Eight of 12 patients experienced > 50% of hair regrowth from baseline, the study’s primary endpoint.5 Of the responders, the primary end point was reached in 32 weeks, ranging from 8 to 64 weeks. Seven of the 8 responders required 10mg twice daily. Secondary endpoints included global improvement of SALT score, time to regrowth, durability of responses, change in quality of life, and differences between patients with patch-type AA versus patients with alopecia totalis or universalis. Eleven of 12 patients experienced improvements on SALT scores, with 56.8% experiencing regrowth, on average, which ranged from 12.1 to 100% regrowth. Responders to treatment showed regrowth in as early as 4 weeks after the effective dose was initiated. All 12 patients showed variable regrowth in body hair.
Seven patients that were responders were followed for 6 months off tofacitinib.5 Six of the 7 demonstrated shedding following stopping the tofacitinib. Dermatology Life Quality Index was used to assess patient’s quality of live. Seven out of the 12 patients enrolled experienced a decreased quality of life, the significance of the decrease was not provided in the study. Regrowth was similar between the different types of AA. Tofacitinib was discontinued in 1 patient due to hypertensive urgency and in another patient due to persistent 1+ blood on urinalysis. There were no major abnormalities in laboratory evaluations, including complete blood count, basic metabolic panel, hepatic function tests, urinalysis with microscopic evaluation, fasting lipid panel, tuberculosis, serum pregnancy test, hepatitis B and C screening panel, and HIV test.5
Based on these recent publications on AA, we are moving towards a greater understanding of AA, including clinical features, pathogenesis, and efficacy of JAK inhibitors for a treatment option.
1. Wohlmuth-Wieser I, Osei JS, Norris D, et al. Childhood alopecia areata – Data from the National Alopecia Areata Registry. Pediatr Dermatol. 2018;35(2):164-9.

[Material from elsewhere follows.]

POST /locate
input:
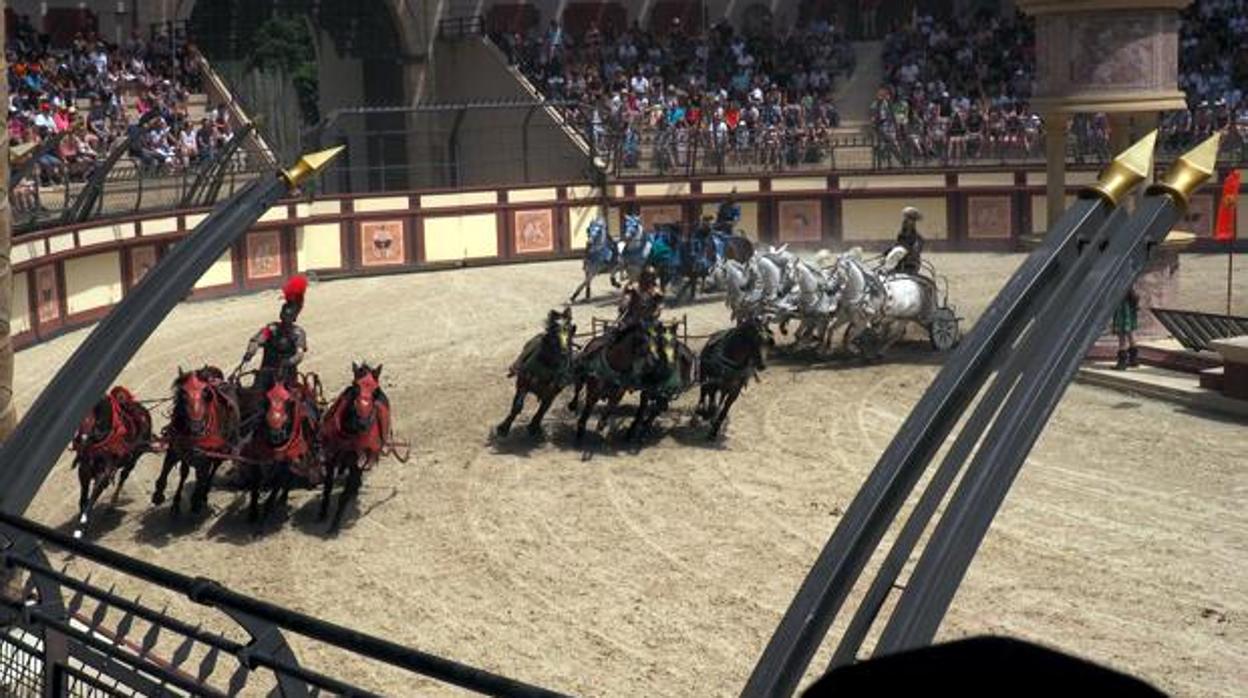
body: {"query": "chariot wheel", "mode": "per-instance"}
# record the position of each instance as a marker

2. Xing L, Dai Z, Jabbari A, et al. Alopecia areata is driven by cytotoxic T lymphocytes and is reversed by JAK inhibition. Nat Med. 2014;20(9):1043-9.
3. Freyschmidt-Paul P, McElwee KJ, Hoffmann R, et al. Interferon-gamma-deficient mice are resistant to the development of alopecia areata. Br J Dermatol. 2006;115(3):515-21.
4. Gilhar A, Kam Y, Assy B, Kalish RS. Alopecia areata induced in C3H/HeJ mice by interferon-gamma: evidence for loss of immune privilege. J Invest Dermatol. 2005;124(1):288-9.
5. Jabbari A, Sansaricq F, Cerise J, et al. An open-labeled pilot study to evaluate the efficacy of tofacitinib in moderate to severe patch-type alopecia areata, totalis, and universalis. J Invest Dermatology. 2018;138(7):1539-45.